While often remembered as the founder of Gordon College, Adoniram Judson (A. J.) Gordon was more widely recognized for his work as the longtime pastor of Boston’s Clarendon St. Church—a position that required him to be experienced in the art of rhetoric. To honor his legacy as a speaker, the Communication Arts Department held its first annual JUD Talks speech competition over Founder’s Weekend—“Jud” being short for Judson, A. J.’s middle name.

“When we think about the life and legacy of A. J. Gordon, part of it has to be an acknowledgement that he knew the power of the spoken word; the power of the spoken word to change the world for Christ—in this country and around the world,” said Dr. Christine Gardner, chair of communication arts, during her opening remarks. “And that’s what we’re honoring through this speech competition.”

Six students were selected out of a pool of applicants to give eight-to-ten-minute TED Talk-style speeches that inspired or motivated the Gordon College community. Competing for a cash prize, Jackie Petrocelli ’18 shared how she learned that failure is not fatal, while Rebekah Stauffer ’19 implored the audience to see the value of resting on the Sabbath.

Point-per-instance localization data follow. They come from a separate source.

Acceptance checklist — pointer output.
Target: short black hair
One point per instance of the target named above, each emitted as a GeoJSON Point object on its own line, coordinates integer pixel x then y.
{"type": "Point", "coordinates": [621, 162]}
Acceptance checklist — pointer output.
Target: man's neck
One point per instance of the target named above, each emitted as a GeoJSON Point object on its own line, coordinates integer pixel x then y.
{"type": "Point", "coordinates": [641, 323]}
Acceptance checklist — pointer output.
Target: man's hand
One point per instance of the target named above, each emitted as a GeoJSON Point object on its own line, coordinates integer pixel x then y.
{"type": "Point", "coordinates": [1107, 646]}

Samuel Florez ’19 reflected on the art of M. C. Escher and what it has taught him about reflection. “We live in a world that is increasingly complex daily life often poses seemingly impossible questions,” he said in his presentation. “I am convinced that art often provides a meaningful starting place for the answers to these questions.”

To provide light-hearted transitions and entertaining introductions, Stephen Fung ’18 and Arwen Struthers ’21 served as co-hosts for the event. Judging the competition was Julia Spruance ’11, who recently gave a TEDx talk titled: “High Expectations” about co-leading the first trip of local children with disabilities up Kilimanjaro. Joining her as judges were Bersley Chery ’16, a communication arts alum who is now a business generation representative at Pegasystems, and Kirby Francis, a former communication arts adjunct in public speaking.

With a lively and engaging talk entitled “You Are Not Stressed,” Sarah Petrillo ’20 (kinesiology) took first place ($300 in prize money) and the Peoples’ Choice Award, which was determined by polling the audience.

Beginning her eight minutes with two friends joining her on stage—one cheerfully jogging while the other rubbed his temple as he hunched over a text book—Petrillo launched into her address noting that the girl who looked happy and was exercising was actually the one who was stressed, and that her other friend, the one studying, was anxious.

She argued that we need to reframe our ideas of what is stress and distinguish it from anxiety. Weaving together her knowledge as a kinesiology major and her experience as a student, Petrillo detailed the negative effects that both stress and anxiety have on the body over long periods of time.

Her animated and thorough talk concluded the afternoon and won over both the judges and the audience.